You who said this to me, you were not kidding.
When I first got the Ashford and was all gung-ho about spinning, I was content to do it two or three hours a night, every night. That investment of time–once I got up to speed–yielded one small bobbin of thin singles in three months.
Three months. You can gestate one-third of a human baby in three months.
And when I was finished, what did I have? One bobbin of singles. A small bobbin. Do you know what you can knit with one bobbin of thin singles? Bugger all, is what you can knit. Which is why most basic spinning books have a section called, "Yes! You Can Knit with Singles!" It's there to keep you from killing yourself.
So you read "Yes! You Can Knit with Singles!". You look at the pictures of the, um, "arty" suggested projects. And you say to yourself, "Yes! I can knit with singles! But I'm certainly not going to!"
What I did instead was chain-ply my singles.

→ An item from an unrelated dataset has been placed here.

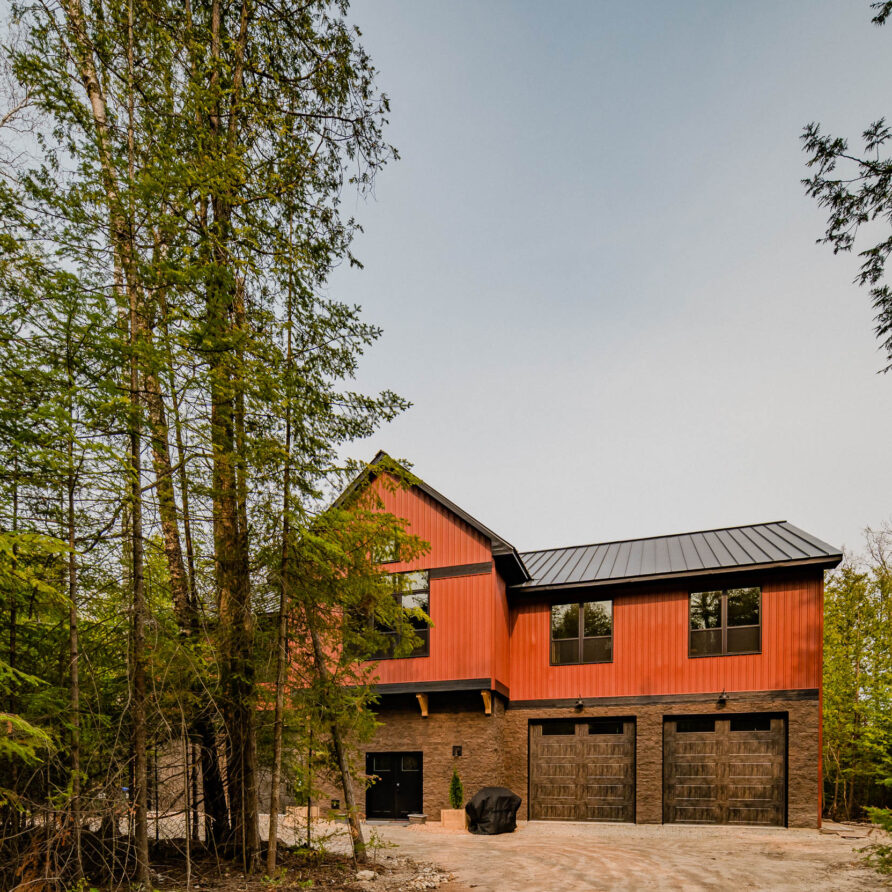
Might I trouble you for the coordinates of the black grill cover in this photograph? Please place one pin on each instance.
(493, 810)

Chain plying (which you'll also find referred to as Navajo plying) allows you to make a three-ply yarn from one bobbin of singles. It's supposed to be terribly advanced and tricky; but nobody told me that, so I was able to do it without much fuss.
I had enough finished yarn to make a small hat. I did. It was an okay hat.

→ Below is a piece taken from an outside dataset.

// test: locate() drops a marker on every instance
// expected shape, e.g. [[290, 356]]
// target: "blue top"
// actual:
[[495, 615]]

Then I had an empty bobbin again. I started spinning again. But not as frequently. I was discouraged. It took me a year to fill the bobbin. I'm not an adrenaline junkie, and I don't knit in the first place because I get kick out of instant gratification. But I realized that it if I wanted to spin enough two-play yarn for a pair of mittens I was looking at a year (at least) of dedicated, nightly spinning.
I began to wonder what my wheel would look like if I converted it into a planter.

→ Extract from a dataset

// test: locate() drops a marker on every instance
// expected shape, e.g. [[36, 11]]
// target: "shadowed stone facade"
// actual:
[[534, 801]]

Then I just stopped spinning.
All of the above is just prelude to help you understand the blinking stupefaction I experienced last night when I realized I had spun the entire batt. I honestly figured the Tour de Fleece might give me enough oomph to get through half of it in a month. Instead, we're on Day Six and I am finished with Stage One of the spinning.
I have two bobbins, not full but fullish, roughly evenly. Look.
So, yeah. Long draw is somewhat faster than inchworm. Also, e-mail is somewhat faster than learning ancient Greek, using it to write a letter to your mother, stuffing the letter in a bottle, pitching the bottle into the ocean, hoping the bottle will wash up next to your mother's beach chair, and then remembering your mother can't read Greek.
And now, at last, I can try my hand at a two-ply. That's today's challenge.
Bathing Drawers News
The yarn for the Victorian bathing drawers that I'll unveil (for better or worse) on the Nautical Knitting Cruise arrived this morning.
It's Quince and Co. Chickadee–stout, pure American wool, worsted spun. (I love worsted spun yarns, if someone else is doing the spinning.) I haven't wound it into balls yet. I'm just staring at it. It's perfect. I would use unaltered hanks of Chickadee to decorate the Christmas tree or the top of my wedding cake.
The colors are "Bark" and "Frank's Plum." I've decided to take the advice of the original pattern and jazz up the drawers with stripes–but not the Weldon's editor's suggestion of white and navy. For one thing, I fear the white will turn transparent when wet and stretched. For another, my curvaceous posterior does not require assistance from broad, high-contrast stripes. From behind, I would look like a crosswalk. As you can see, these two colors are very similar in value, so the effect will be extremely muted.
I was tempted to go with a somewhat lighter brown, called "Twig," so that I could say I knit myself a pair of drawers in "twig" and "plum."